One of the concerns of those wishing to explore a multi-family property relates to when there are ‘excess’ funds in the home loan account. “Be reassured that these funds cannot be accessed by any one individual in the trust or company,” explains Manuel/Pick. “Accessing equity requires ALL participants to give consent.”

There are, of course, obvious cons to this type of home loan. For example, should one of the members wish to exit from the home loan agreement, a decision must be made by the remaining members whether they can afford to absorb, among them, the leaving member’s portion of the home loan repayment. This is not ideal because the leaving member’s name will remain on the deed.

The only way around this is what Manuel/Pick refer to as a ‘substitution of debt’. “This means a new home loan application will need to be processed and a full credit assessment of all remaining and new member/s is undertaken. This is to ensure affordability of the now ‘new’ home loan and will require a new registration at the Deeds Office, as well as the usual costs of registration.”

Death of a member is also a concern, which is why Manuel and Pick both recommend that an attorney should be consulted and a will provided for each member in the trust/company detailing what should be done with a member’s portion in the event of their death. “This attorney is also needed for drawing up the partnership agreement between the stakeholders, which will detail the finer aspects of ownership, how the shares are distributed, and the conditions for dissolving the partnership.”

Insurance is also considered a key element of the multi-family home purchase. “A bank may require applicants to have adequate life cover that will be ceded to the bank until the home loan is paid up. Similarly, it is wise to take homeowners insurance, which will cover the home in the event of an unfortunate incident such as fire or even a burst geyser,” confirms Manuel/Pick.

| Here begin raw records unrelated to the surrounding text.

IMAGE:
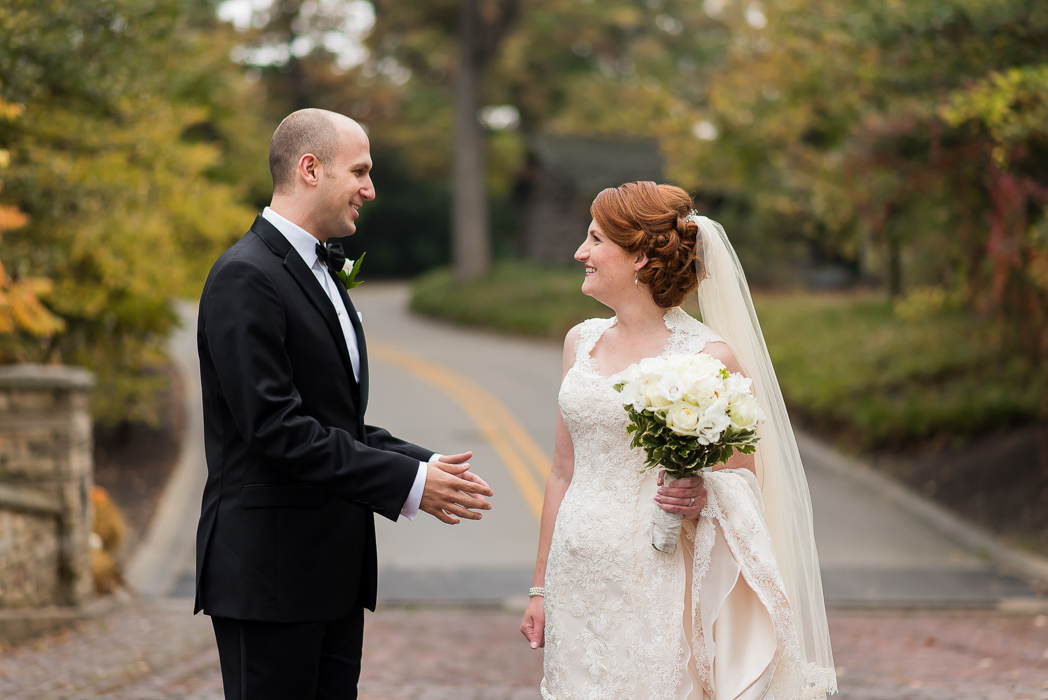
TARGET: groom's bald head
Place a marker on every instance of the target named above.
(305, 131)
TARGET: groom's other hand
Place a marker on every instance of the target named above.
(452, 491)
(463, 458)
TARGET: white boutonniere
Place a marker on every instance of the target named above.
(348, 272)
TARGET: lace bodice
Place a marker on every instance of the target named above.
(604, 587)
(625, 621)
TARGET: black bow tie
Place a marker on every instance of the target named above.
(332, 256)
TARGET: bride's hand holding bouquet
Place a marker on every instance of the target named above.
(688, 413)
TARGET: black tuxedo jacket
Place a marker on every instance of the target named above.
(286, 529)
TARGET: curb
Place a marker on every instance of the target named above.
(18, 626)
(973, 538)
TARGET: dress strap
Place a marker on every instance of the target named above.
(589, 333)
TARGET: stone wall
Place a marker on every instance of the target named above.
(45, 485)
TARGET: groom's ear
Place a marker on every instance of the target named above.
(308, 170)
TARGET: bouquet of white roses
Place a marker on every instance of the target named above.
(689, 413)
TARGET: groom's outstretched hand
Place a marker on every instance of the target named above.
(452, 491)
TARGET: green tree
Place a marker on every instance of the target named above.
(130, 162)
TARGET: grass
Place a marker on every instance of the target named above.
(515, 298)
(848, 364)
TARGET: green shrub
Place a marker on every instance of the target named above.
(848, 364)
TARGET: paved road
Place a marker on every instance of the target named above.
(452, 389)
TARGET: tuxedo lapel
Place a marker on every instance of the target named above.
(309, 285)
(361, 345)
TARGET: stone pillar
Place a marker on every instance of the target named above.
(46, 475)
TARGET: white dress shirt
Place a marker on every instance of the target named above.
(305, 244)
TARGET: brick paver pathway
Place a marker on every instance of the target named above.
(158, 651)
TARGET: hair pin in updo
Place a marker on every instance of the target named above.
(700, 246)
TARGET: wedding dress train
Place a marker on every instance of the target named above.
(627, 621)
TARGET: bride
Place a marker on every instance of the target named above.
(737, 610)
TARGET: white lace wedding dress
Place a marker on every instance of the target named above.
(626, 621)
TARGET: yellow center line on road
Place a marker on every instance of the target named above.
(502, 431)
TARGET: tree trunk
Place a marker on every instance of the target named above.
(894, 268)
(470, 236)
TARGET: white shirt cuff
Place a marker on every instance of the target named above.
(410, 508)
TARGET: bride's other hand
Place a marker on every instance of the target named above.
(684, 496)
(463, 458)
(533, 625)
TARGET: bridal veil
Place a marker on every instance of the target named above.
(727, 309)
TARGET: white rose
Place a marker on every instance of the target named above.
(654, 397)
(634, 395)
(671, 386)
(736, 385)
(745, 413)
(703, 388)
(713, 422)
(682, 417)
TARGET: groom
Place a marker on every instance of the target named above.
(286, 559)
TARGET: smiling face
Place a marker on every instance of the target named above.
(610, 269)
(345, 184)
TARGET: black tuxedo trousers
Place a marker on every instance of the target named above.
(295, 475)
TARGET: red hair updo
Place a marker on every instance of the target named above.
(649, 218)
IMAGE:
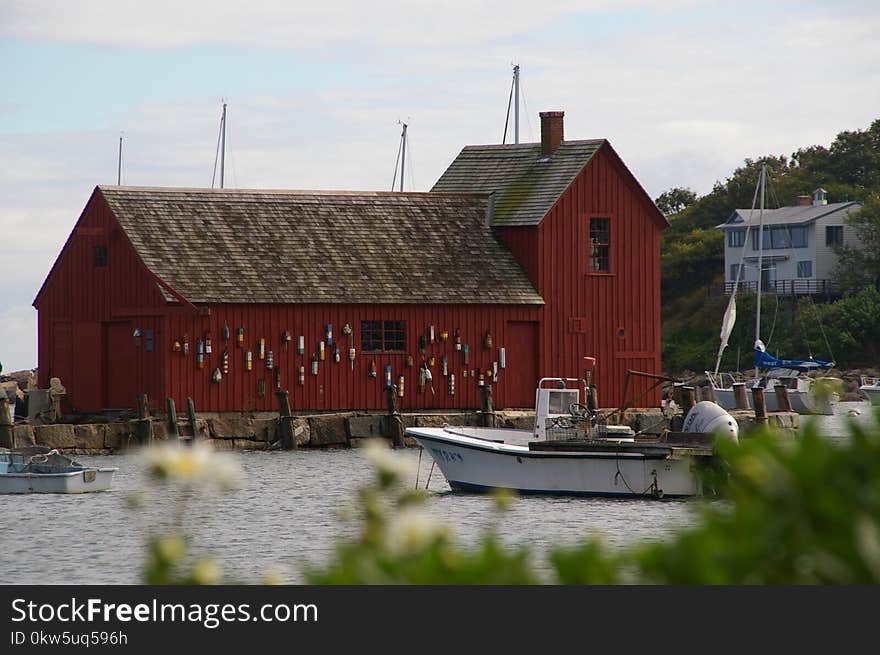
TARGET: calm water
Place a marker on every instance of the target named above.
(288, 512)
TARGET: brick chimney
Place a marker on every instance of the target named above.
(551, 131)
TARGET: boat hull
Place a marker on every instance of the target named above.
(68, 482)
(479, 465)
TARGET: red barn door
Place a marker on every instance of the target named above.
(521, 371)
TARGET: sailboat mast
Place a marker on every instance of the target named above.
(760, 261)
(222, 144)
(402, 155)
(516, 103)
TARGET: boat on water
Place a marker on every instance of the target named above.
(572, 451)
(806, 394)
(43, 470)
(871, 388)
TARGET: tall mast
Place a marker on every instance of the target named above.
(760, 261)
(402, 155)
(222, 144)
(516, 103)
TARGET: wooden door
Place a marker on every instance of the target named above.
(521, 372)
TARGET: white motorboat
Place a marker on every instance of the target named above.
(41, 470)
(871, 388)
(571, 451)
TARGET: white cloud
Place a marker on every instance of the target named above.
(683, 105)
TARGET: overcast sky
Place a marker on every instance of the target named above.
(684, 90)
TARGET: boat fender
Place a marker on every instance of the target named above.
(709, 417)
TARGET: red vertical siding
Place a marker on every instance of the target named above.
(86, 298)
(613, 316)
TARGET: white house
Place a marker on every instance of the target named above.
(798, 254)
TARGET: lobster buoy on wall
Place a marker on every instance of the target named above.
(707, 417)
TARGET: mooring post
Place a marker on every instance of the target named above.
(193, 421)
(172, 418)
(7, 425)
(760, 408)
(144, 426)
(709, 392)
(688, 400)
(285, 421)
(394, 426)
(782, 402)
(739, 395)
(487, 416)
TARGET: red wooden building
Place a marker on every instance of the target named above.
(522, 260)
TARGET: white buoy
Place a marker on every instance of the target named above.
(707, 417)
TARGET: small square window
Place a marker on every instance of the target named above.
(100, 256)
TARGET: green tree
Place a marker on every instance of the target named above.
(674, 200)
(860, 265)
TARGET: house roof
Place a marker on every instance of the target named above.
(794, 215)
(249, 246)
(526, 183)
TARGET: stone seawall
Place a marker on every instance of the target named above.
(338, 430)
(246, 432)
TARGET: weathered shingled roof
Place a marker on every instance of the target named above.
(526, 182)
(249, 246)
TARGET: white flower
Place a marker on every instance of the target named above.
(193, 465)
(409, 530)
(387, 462)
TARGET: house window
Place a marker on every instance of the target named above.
(834, 235)
(100, 256)
(383, 336)
(600, 244)
(736, 238)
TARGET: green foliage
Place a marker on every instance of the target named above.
(858, 267)
(674, 200)
(692, 252)
(787, 512)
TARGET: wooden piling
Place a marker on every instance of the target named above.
(760, 407)
(709, 393)
(487, 410)
(688, 400)
(739, 395)
(393, 423)
(7, 425)
(172, 418)
(285, 421)
(193, 421)
(144, 425)
(783, 404)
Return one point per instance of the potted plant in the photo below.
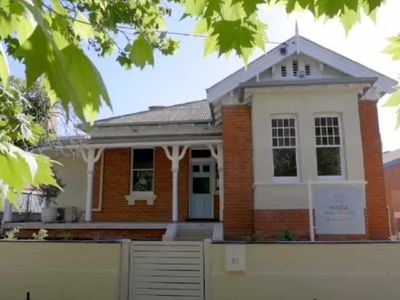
(49, 213)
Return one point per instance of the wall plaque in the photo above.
(339, 209)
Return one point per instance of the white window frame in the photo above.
(148, 196)
(341, 146)
(285, 179)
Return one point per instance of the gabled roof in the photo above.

Whilst the initial costs involved in setting up a trust or company/close corporation and having to pay for the registration of a property may be hefty, once the property purchase journey is underway, it is not uncommon for the members to get the ‘property bug’. They tend to buy more properties when there is equity enough in the home loan to cater for all the upfront expenses. This is a great way, if there is trust and respect, to build a property investment portfolio and secure what could be a really pleasant ‘passive’ income.